В общем, она по-прежнему сидела на своем месте и читала, когда все уже ушли, а я, сам не зная почему, остановился рядом с ней. Она подняла на меня взгляд.
— Завтра после школы я буду тут фотографировать нескольких девчонок, — сказал я, махнув рукой на столик, за которым они сидели. — Ты бы не хотела… гм… присоединиться?
Как только слова сорвались с языка, я понял, насколько нелепо они звучат. И почувствовал, как запылали щеки. Мне остро захотелось поскорее оттуда сбежать.
Девушке и в голову не пришло как-то сгладить неловкость. Она не собиралась раздумывать, не стала ничего выяснять (ни зачем мы будем проводить съемку, ни сколько это будет стоить или еще что-то). Она не согласилась и не ответила притворным «может быть», чтобы меня не обидеть. А просто сказала: «Нет, спасибо» — и снова уставилась в книгу. Словно я пустое место.
Пришлось мысленно пожать плечами и пойти своей дорогой, но чувствовал я себя очень глупо. И как меня только угораздило?
— Пообещай не делать черно-белых фоток. Это только моя фишка, — заявила Олли.
— Прости, что разочаровываю, но этак первую сотню лет существования фотографии это была всеобщая фишка. И многим она до сих пор нравится.
Я оглянулся назад и выехал со школьной парковки на дорогу.
— В нашей школе таких нет! — настаивала Олли. — Тут я одна такая.
— А тебе не кажется, что на самом деле это моя фишка? Ведь именно я решил использовать монохром и…
— Это я привела тебя за наш столик! Я похвасталась своей фоткой, я сказала девчонкам, что ты фотограф… — Олли замолчала, и я глянул на нее. Очень зря. — Джей… ну неужели ты не можешь уступить мне в такой мелочи?
Я хлопнул по рулю обеими руками.
— Вот только не надо смотреть на меня щенячьими глазками! Я же сам тебя этому научил, когда тебе было шесть и ты хотела велик «Мой маленький пони».
Олли засмеялась:
— А в тот раз сработало!
Я вздохнул:
— Ладно, никакого монохрома. Но и ты должна сделать шаг мне навстречу: я терпеть не могу цвета вырвиглаз. Так что как минимум использую низкую насыщенность.
— Это еще что?
— Цвета будут пастельные. Ну такие, мягкие, понимаешь? Как у Джойс Теннисон3, но не совсем.

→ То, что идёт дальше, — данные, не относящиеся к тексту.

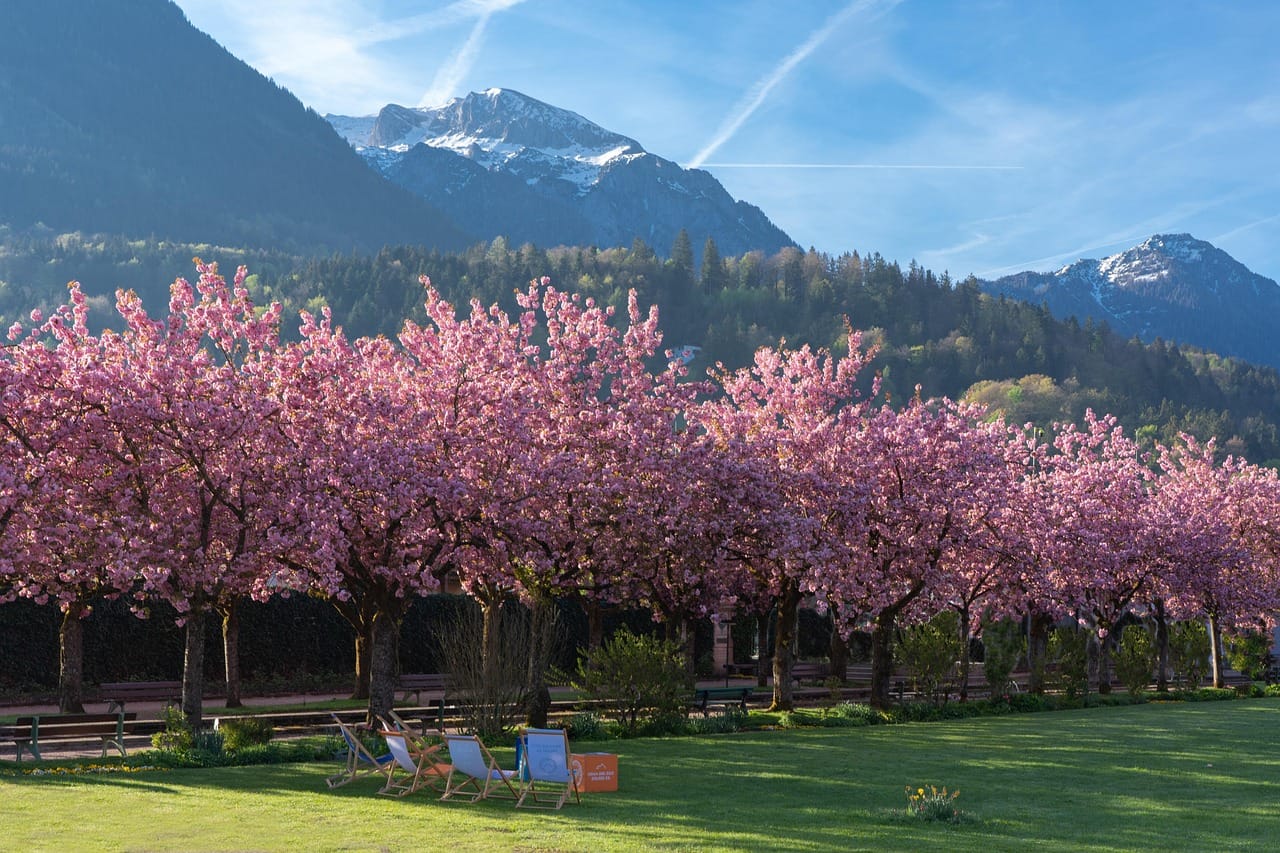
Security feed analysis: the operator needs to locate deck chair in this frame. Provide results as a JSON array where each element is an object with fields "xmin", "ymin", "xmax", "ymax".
[
  {"xmin": 325, "ymin": 713, "xmax": 396, "ymax": 788},
  {"xmin": 381, "ymin": 711, "xmax": 443, "ymax": 749},
  {"xmin": 516, "ymin": 729, "xmax": 582, "ymax": 808},
  {"xmin": 378, "ymin": 730, "xmax": 451, "ymax": 797},
  {"xmin": 440, "ymin": 734, "xmax": 520, "ymax": 803}
]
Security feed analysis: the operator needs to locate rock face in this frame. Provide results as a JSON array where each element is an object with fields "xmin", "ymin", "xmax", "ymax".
[
  {"xmin": 982, "ymin": 234, "xmax": 1280, "ymax": 366},
  {"xmin": 325, "ymin": 88, "xmax": 795, "ymax": 254}
]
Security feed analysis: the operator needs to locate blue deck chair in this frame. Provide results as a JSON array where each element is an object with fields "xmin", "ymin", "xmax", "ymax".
[
  {"xmin": 440, "ymin": 734, "xmax": 518, "ymax": 803},
  {"xmin": 516, "ymin": 729, "xmax": 582, "ymax": 808},
  {"xmin": 325, "ymin": 713, "xmax": 396, "ymax": 788},
  {"xmin": 378, "ymin": 730, "xmax": 449, "ymax": 797}
]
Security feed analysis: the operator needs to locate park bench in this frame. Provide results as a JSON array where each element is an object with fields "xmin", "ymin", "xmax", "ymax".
[
  {"xmin": 99, "ymin": 681, "xmax": 182, "ymax": 712},
  {"xmin": 692, "ymin": 686, "xmax": 754, "ymax": 717},
  {"xmin": 791, "ymin": 662, "xmax": 829, "ymax": 683},
  {"xmin": 396, "ymin": 672, "xmax": 448, "ymax": 729},
  {"xmin": 0, "ymin": 711, "xmax": 138, "ymax": 761}
]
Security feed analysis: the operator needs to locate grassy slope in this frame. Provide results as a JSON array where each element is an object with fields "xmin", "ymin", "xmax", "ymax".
[{"xmin": 0, "ymin": 699, "xmax": 1280, "ymax": 850}]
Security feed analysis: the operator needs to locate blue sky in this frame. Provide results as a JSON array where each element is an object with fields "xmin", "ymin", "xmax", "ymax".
[{"xmin": 178, "ymin": 0, "xmax": 1280, "ymax": 279}]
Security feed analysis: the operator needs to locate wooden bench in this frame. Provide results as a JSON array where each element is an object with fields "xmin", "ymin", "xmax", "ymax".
[
  {"xmin": 99, "ymin": 681, "xmax": 182, "ymax": 712},
  {"xmin": 0, "ymin": 711, "xmax": 138, "ymax": 761},
  {"xmin": 791, "ymin": 663, "xmax": 831, "ymax": 683},
  {"xmin": 396, "ymin": 672, "xmax": 448, "ymax": 729},
  {"xmin": 694, "ymin": 686, "xmax": 754, "ymax": 717}
]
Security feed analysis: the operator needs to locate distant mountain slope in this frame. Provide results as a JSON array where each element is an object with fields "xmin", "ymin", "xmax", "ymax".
[
  {"xmin": 0, "ymin": 0, "xmax": 470, "ymax": 251},
  {"xmin": 982, "ymin": 234, "xmax": 1280, "ymax": 366},
  {"xmin": 325, "ymin": 88, "xmax": 795, "ymax": 254}
]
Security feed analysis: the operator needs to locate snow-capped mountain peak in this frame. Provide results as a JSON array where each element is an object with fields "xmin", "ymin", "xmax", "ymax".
[
  {"xmin": 325, "ymin": 88, "xmax": 795, "ymax": 261},
  {"xmin": 983, "ymin": 234, "xmax": 1280, "ymax": 365},
  {"xmin": 325, "ymin": 88, "xmax": 646, "ymax": 193}
]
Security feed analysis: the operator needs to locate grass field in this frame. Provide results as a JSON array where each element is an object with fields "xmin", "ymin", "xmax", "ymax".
[{"xmin": 0, "ymin": 699, "xmax": 1280, "ymax": 852}]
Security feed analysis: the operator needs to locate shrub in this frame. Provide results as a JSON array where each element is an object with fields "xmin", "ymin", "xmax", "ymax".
[
  {"xmin": 896, "ymin": 610, "xmax": 961, "ymax": 704},
  {"xmin": 1114, "ymin": 625, "xmax": 1156, "ymax": 697},
  {"xmin": 982, "ymin": 619, "xmax": 1027, "ymax": 695},
  {"xmin": 564, "ymin": 711, "xmax": 609, "ymax": 740},
  {"xmin": 571, "ymin": 628, "xmax": 694, "ymax": 734},
  {"xmin": 151, "ymin": 704, "xmax": 223, "ymax": 765},
  {"xmin": 218, "ymin": 717, "xmax": 275, "ymax": 752},
  {"xmin": 1048, "ymin": 628, "xmax": 1089, "ymax": 699},
  {"xmin": 1169, "ymin": 621, "xmax": 1210, "ymax": 688},
  {"xmin": 1226, "ymin": 631, "xmax": 1271, "ymax": 681}
]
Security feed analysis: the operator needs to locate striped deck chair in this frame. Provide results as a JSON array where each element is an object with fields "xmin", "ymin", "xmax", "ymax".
[
  {"xmin": 516, "ymin": 729, "xmax": 582, "ymax": 808},
  {"xmin": 440, "ymin": 734, "xmax": 518, "ymax": 803},
  {"xmin": 378, "ymin": 730, "xmax": 451, "ymax": 797},
  {"xmin": 325, "ymin": 713, "xmax": 396, "ymax": 788}
]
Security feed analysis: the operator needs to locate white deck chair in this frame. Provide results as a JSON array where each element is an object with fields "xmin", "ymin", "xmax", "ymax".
[
  {"xmin": 325, "ymin": 713, "xmax": 396, "ymax": 788},
  {"xmin": 378, "ymin": 730, "xmax": 449, "ymax": 797},
  {"xmin": 516, "ymin": 729, "xmax": 582, "ymax": 808},
  {"xmin": 440, "ymin": 734, "xmax": 520, "ymax": 803}
]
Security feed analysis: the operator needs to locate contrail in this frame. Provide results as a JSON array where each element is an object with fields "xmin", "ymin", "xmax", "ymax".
[
  {"xmin": 686, "ymin": 163, "xmax": 1024, "ymax": 172},
  {"xmin": 1210, "ymin": 214, "xmax": 1280, "ymax": 243},
  {"xmin": 417, "ymin": 0, "xmax": 521, "ymax": 108},
  {"xmin": 417, "ymin": 12, "xmax": 493, "ymax": 108},
  {"xmin": 689, "ymin": 0, "xmax": 876, "ymax": 169}
]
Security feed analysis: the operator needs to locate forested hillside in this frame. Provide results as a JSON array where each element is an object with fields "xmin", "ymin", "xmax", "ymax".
[{"xmin": 0, "ymin": 229, "xmax": 1280, "ymax": 462}]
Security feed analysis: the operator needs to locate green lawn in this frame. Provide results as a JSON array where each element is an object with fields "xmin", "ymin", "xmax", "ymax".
[{"xmin": 0, "ymin": 699, "xmax": 1280, "ymax": 852}]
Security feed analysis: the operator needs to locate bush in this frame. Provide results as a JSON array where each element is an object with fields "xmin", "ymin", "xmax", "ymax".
[
  {"xmin": 218, "ymin": 717, "xmax": 275, "ymax": 752},
  {"xmin": 1169, "ymin": 621, "xmax": 1210, "ymax": 689},
  {"xmin": 982, "ymin": 619, "xmax": 1027, "ymax": 695},
  {"xmin": 571, "ymin": 628, "xmax": 694, "ymax": 734},
  {"xmin": 1226, "ymin": 631, "xmax": 1271, "ymax": 681},
  {"xmin": 896, "ymin": 610, "xmax": 961, "ymax": 704},
  {"xmin": 1114, "ymin": 625, "xmax": 1156, "ymax": 695},
  {"xmin": 1048, "ymin": 628, "xmax": 1089, "ymax": 699}
]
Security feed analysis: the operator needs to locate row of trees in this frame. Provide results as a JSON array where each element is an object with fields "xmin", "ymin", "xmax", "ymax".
[{"xmin": 0, "ymin": 261, "xmax": 1280, "ymax": 724}]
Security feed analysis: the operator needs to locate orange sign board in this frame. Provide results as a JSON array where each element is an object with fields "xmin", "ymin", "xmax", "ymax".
[{"xmin": 572, "ymin": 752, "xmax": 618, "ymax": 794}]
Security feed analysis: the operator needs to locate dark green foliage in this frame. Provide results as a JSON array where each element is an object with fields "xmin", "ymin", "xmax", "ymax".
[
  {"xmin": 0, "ymin": 0, "xmax": 466, "ymax": 252},
  {"xmin": 1169, "ymin": 621, "xmax": 1210, "ymax": 689},
  {"xmin": 1112, "ymin": 625, "xmax": 1156, "ymax": 695},
  {"xmin": 218, "ymin": 717, "xmax": 275, "ymax": 752},
  {"xmin": 1226, "ymin": 631, "xmax": 1271, "ymax": 681},
  {"xmin": 893, "ymin": 610, "xmax": 963, "ymax": 703},
  {"xmin": 982, "ymin": 619, "xmax": 1027, "ymax": 695},
  {"xmin": 572, "ymin": 628, "xmax": 694, "ymax": 733},
  {"xmin": 1048, "ymin": 628, "xmax": 1089, "ymax": 699}
]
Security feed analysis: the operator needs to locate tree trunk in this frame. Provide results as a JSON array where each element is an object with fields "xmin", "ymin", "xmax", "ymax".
[
  {"xmin": 1097, "ymin": 630, "xmax": 1111, "ymax": 695},
  {"xmin": 960, "ymin": 596, "xmax": 970, "ymax": 702},
  {"xmin": 58, "ymin": 601, "xmax": 87, "ymax": 713},
  {"xmin": 525, "ymin": 596, "xmax": 556, "ymax": 729},
  {"xmin": 680, "ymin": 616, "xmax": 698, "ymax": 684},
  {"xmin": 755, "ymin": 613, "xmax": 772, "ymax": 686},
  {"xmin": 220, "ymin": 598, "xmax": 244, "ymax": 708},
  {"xmin": 366, "ymin": 612, "xmax": 399, "ymax": 725},
  {"xmin": 870, "ymin": 607, "xmax": 897, "ymax": 711},
  {"xmin": 582, "ymin": 598, "xmax": 604, "ymax": 653},
  {"xmin": 182, "ymin": 610, "xmax": 205, "ymax": 731},
  {"xmin": 769, "ymin": 580, "xmax": 800, "ymax": 711},
  {"xmin": 1027, "ymin": 613, "xmax": 1053, "ymax": 695},
  {"xmin": 333, "ymin": 594, "xmax": 376, "ymax": 699},
  {"xmin": 1208, "ymin": 613, "xmax": 1226, "ymax": 688},
  {"xmin": 1155, "ymin": 598, "xmax": 1169, "ymax": 693},
  {"xmin": 828, "ymin": 605, "xmax": 849, "ymax": 684}
]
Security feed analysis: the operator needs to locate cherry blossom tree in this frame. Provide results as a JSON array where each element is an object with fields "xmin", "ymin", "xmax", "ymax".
[
  {"xmin": 1152, "ymin": 435, "xmax": 1280, "ymax": 686},
  {"xmin": 1046, "ymin": 411, "xmax": 1160, "ymax": 693},
  {"xmin": 0, "ymin": 292, "xmax": 128, "ymax": 712},
  {"xmin": 696, "ymin": 332, "xmax": 878, "ymax": 710},
  {"xmin": 104, "ymin": 259, "xmax": 293, "ymax": 726},
  {"xmin": 823, "ymin": 394, "xmax": 1016, "ymax": 707}
]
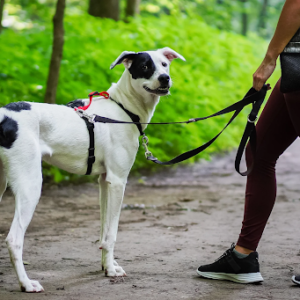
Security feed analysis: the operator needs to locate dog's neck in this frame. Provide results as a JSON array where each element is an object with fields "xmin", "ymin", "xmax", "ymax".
[{"xmin": 107, "ymin": 69, "xmax": 160, "ymax": 129}]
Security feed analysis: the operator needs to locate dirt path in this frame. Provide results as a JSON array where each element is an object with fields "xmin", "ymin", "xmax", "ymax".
[{"xmin": 0, "ymin": 141, "xmax": 300, "ymax": 300}]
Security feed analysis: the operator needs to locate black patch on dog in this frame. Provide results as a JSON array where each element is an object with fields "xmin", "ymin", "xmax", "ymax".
[
  {"xmin": 67, "ymin": 100, "xmax": 85, "ymax": 108},
  {"xmin": 4, "ymin": 101, "xmax": 31, "ymax": 112},
  {"xmin": 0, "ymin": 116, "xmax": 18, "ymax": 149},
  {"xmin": 129, "ymin": 53, "xmax": 156, "ymax": 79}
]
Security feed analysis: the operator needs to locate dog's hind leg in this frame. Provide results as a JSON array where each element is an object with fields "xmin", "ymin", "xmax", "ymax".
[
  {"xmin": 99, "ymin": 174, "xmax": 108, "ymax": 271},
  {"xmin": 0, "ymin": 159, "xmax": 7, "ymax": 201},
  {"xmin": 6, "ymin": 150, "xmax": 44, "ymax": 292},
  {"xmin": 100, "ymin": 173, "xmax": 126, "ymax": 276}
]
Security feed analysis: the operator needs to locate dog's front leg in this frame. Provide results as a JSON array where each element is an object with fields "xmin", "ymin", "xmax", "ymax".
[
  {"xmin": 6, "ymin": 155, "xmax": 44, "ymax": 293},
  {"xmin": 100, "ymin": 176, "xmax": 126, "ymax": 276}
]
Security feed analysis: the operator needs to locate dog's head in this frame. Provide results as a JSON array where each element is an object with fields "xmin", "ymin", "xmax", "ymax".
[{"xmin": 110, "ymin": 47, "xmax": 185, "ymax": 96}]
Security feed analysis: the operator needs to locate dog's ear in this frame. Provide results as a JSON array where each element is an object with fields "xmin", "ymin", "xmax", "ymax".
[
  {"xmin": 157, "ymin": 47, "xmax": 185, "ymax": 62},
  {"xmin": 110, "ymin": 51, "xmax": 137, "ymax": 69}
]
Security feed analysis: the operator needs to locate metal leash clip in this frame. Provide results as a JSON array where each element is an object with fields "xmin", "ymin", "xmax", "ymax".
[
  {"xmin": 76, "ymin": 109, "xmax": 96, "ymax": 123},
  {"xmin": 248, "ymin": 115, "xmax": 257, "ymax": 123},
  {"xmin": 142, "ymin": 134, "xmax": 153, "ymax": 159}
]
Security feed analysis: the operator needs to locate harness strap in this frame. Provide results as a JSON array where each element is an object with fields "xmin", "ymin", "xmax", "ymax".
[
  {"xmin": 82, "ymin": 117, "xmax": 96, "ymax": 175},
  {"xmin": 81, "ymin": 96, "xmax": 144, "ymax": 175}
]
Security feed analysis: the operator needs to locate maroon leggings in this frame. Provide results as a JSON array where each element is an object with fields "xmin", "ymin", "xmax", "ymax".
[{"xmin": 237, "ymin": 80, "xmax": 300, "ymax": 250}]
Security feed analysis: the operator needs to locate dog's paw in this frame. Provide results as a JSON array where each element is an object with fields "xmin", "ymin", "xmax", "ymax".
[
  {"xmin": 105, "ymin": 262, "xmax": 126, "ymax": 277},
  {"xmin": 21, "ymin": 280, "xmax": 44, "ymax": 293}
]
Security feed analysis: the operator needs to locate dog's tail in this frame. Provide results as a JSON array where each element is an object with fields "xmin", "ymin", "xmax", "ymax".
[
  {"xmin": 0, "ymin": 113, "xmax": 7, "ymax": 202},
  {"xmin": 0, "ymin": 159, "xmax": 7, "ymax": 202}
]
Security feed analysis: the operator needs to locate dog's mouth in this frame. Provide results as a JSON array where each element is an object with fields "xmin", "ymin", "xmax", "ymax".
[{"xmin": 143, "ymin": 85, "xmax": 170, "ymax": 96}]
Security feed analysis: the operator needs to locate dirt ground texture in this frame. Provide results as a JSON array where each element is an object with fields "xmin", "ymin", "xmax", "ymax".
[{"xmin": 0, "ymin": 141, "xmax": 300, "ymax": 300}]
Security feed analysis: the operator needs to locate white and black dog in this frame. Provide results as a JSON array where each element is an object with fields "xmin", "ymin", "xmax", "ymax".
[{"xmin": 0, "ymin": 48, "xmax": 185, "ymax": 292}]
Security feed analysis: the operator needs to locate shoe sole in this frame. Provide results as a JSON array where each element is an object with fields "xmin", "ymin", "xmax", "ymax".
[
  {"xmin": 197, "ymin": 270, "xmax": 264, "ymax": 283},
  {"xmin": 292, "ymin": 275, "xmax": 300, "ymax": 285}
]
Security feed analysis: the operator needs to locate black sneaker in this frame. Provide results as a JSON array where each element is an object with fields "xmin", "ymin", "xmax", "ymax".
[
  {"xmin": 197, "ymin": 244, "xmax": 264, "ymax": 283},
  {"xmin": 292, "ymin": 275, "xmax": 300, "ymax": 285}
]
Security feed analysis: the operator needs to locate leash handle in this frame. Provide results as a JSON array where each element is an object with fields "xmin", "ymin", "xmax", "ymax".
[{"xmin": 147, "ymin": 85, "xmax": 268, "ymax": 176}]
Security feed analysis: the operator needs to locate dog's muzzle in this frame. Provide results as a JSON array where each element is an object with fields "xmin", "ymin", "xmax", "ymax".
[{"xmin": 144, "ymin": 74, "xmax": 170, "ymax": 95}]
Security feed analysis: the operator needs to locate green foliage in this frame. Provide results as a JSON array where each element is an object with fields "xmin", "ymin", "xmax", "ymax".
[{"xmin": 0, "ymin": 14, "xmax": 279, "ymax": 181}]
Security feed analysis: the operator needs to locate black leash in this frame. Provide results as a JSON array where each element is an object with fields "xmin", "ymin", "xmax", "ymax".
[{"xmin": 77, "ymin": 85, "xmax": 268, "ymax": 176}]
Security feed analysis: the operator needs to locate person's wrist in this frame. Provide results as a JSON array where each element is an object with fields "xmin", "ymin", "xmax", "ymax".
[{"xmin": 264, "ymin": 50, "xmax": 281, "ymax": 64}]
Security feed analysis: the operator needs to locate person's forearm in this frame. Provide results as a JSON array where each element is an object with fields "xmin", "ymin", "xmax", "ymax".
[{"xmin": 266, "ymin": 0, "xmax": 300, "ymax": 60}]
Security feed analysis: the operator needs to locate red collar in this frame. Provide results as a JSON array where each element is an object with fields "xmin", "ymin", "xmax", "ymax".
[{"xmin": 75, "ymin": 92, "xmax": 109, "ymax": 110}]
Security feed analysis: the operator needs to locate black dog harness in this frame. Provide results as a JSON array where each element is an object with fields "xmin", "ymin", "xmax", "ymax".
[
  {"xmin": 75, "ymin": 85, "xmax": 269, "ymax": 176},
  {"xmin": 74, "ymin": 92, "xmax": 144, "ymax": 175}
]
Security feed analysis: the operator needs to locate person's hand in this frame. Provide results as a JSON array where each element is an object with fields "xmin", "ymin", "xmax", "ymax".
[{"xmin": 253, "ymin": 56, "xmax": 276, "ymax": 91}]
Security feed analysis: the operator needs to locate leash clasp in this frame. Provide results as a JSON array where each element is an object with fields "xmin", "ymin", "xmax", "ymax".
[
  {"xmin": 76, "ymin": 109, "xmax": 96, "ymax": 123},
  {"xmin": 247, "ymin": 115, "xmax": 257, "ymax": 123},
  {"xmin": 142, "ymin": 134, "xmax": 153, "ymax": 159}
]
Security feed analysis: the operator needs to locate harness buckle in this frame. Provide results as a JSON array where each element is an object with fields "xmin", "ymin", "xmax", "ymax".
[
  {"xmin": 247, "ymin": 115, "xmax": 257, "ymax": 123},
  {"xmin": 75, "ymin": 109, "xmax": 97, "ymax": 123}
]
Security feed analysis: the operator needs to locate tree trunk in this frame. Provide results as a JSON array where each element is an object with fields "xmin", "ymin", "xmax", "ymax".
[
  {"xmin": 44, "ymin": 0, "xmax": 66, "ymax": 103},
  {"xmin": 0, "ymin": 0, "xmax": 5, "ymax": 33},
  {"xmin": 257, "ymin": 0, "xmax": 269, "ymax": 31},
  {"xmin": 125, "ymin": 0, "xmax": 141, "ymax": 19},
  {"xmin": 88, "ymin": 0, "xmax": 120, "ymax": 21},
  {"xmin": 240, "ymin": 0, "xmax": 248, "ymax": 36}
]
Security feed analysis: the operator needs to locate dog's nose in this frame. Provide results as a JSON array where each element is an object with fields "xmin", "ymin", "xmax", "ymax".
[{"xmin": 158, "ymin": 74, "xmax": 170, "ymax": 85}]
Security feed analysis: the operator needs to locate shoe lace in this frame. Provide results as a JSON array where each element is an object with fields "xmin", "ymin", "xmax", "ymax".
[{"xmin": 215, "ymin": 243, "xmax": 235, "ymax": 261}]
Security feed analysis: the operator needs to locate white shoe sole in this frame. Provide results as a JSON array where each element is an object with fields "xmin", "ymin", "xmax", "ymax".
[
  {"xmin": 197, "ymin": 270, "xmax": 264, "ymax": 283},
  {"xmin": 292, "ymin": 275, "xmax": 300, "ymax": 285}
]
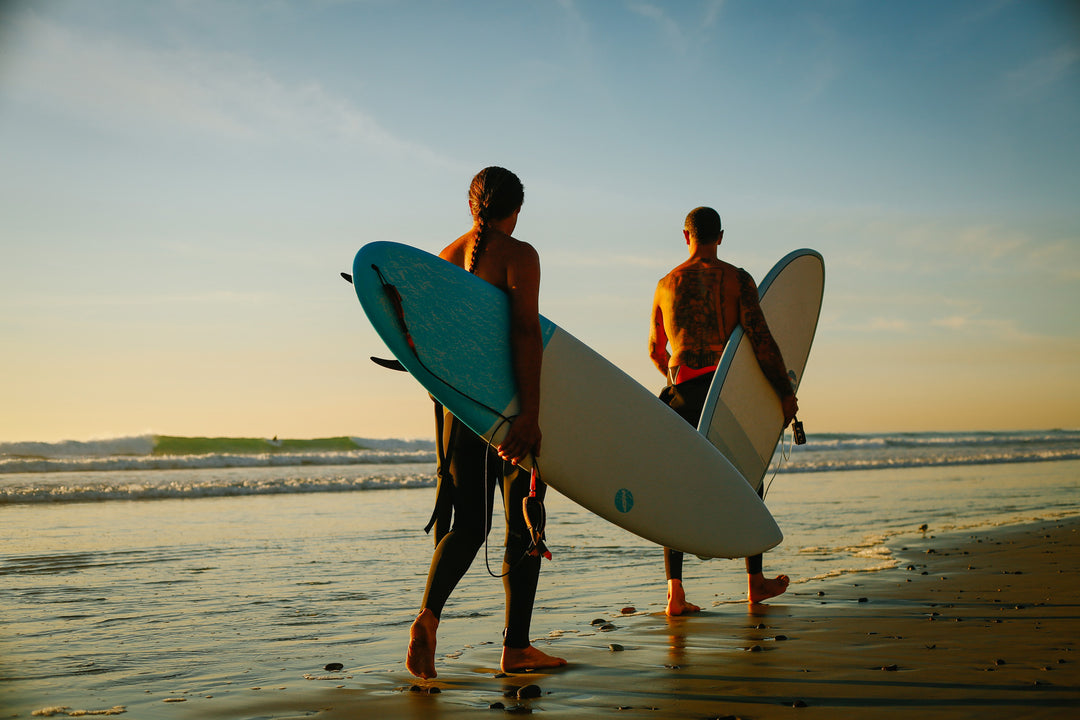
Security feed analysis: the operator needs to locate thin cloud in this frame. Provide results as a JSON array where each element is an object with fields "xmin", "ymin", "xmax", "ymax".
[
  {"xmin": 1004, "ymin": 45, "xmax": 1080, "ymax": 98},
  {"xmin": 8, "ymin": 14, "xmax": 447, "ymax": 164}
]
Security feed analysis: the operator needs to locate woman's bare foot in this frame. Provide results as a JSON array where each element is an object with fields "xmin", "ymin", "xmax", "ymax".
[
  {"xmin": 501, "ymin": 646, "xmax": 566, "ymax": 673},
  {"xmin": 746, "ymin": 572, "xmax": 792, "ymax": 602},
  {"xmin": 405, "ymin": 608, "xmax": 438, "ymax": 680},
  {"xmin": 667, "ymin": 580, "xmax": 701, "ymax": 615}
]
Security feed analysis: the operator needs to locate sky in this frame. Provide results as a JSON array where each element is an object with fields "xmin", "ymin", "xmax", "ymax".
[{"xmin": 0, "ymin": 0, "xmax": 1080, "ymax": 441}]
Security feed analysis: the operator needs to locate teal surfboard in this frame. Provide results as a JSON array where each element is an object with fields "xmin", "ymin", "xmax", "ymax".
[{"xmin": 353, "ymin": 243, "xmax": 783, "ymax": 557}]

Олли уткнулась в смартфон.
— А, да, годится.
Я глянул, что там у нее. На экране была одна из фотографий Теннисон, в ангельском стиле.
— Я рад, что тебе нравится, но твое разрешение мне без надобности.
Олли прекрасно знает, когда добилась своего.
— Да-да, конечно, как скажешь.
— Тебе не обязательно улыбаться. Разве что ты и в самом деле чувствуешь себя счастливой, — объяснил я.
Девушка стерла с лица улыбку и выпятила губы — переплюнув даже Олли, хотя я не думал, что такое возможно.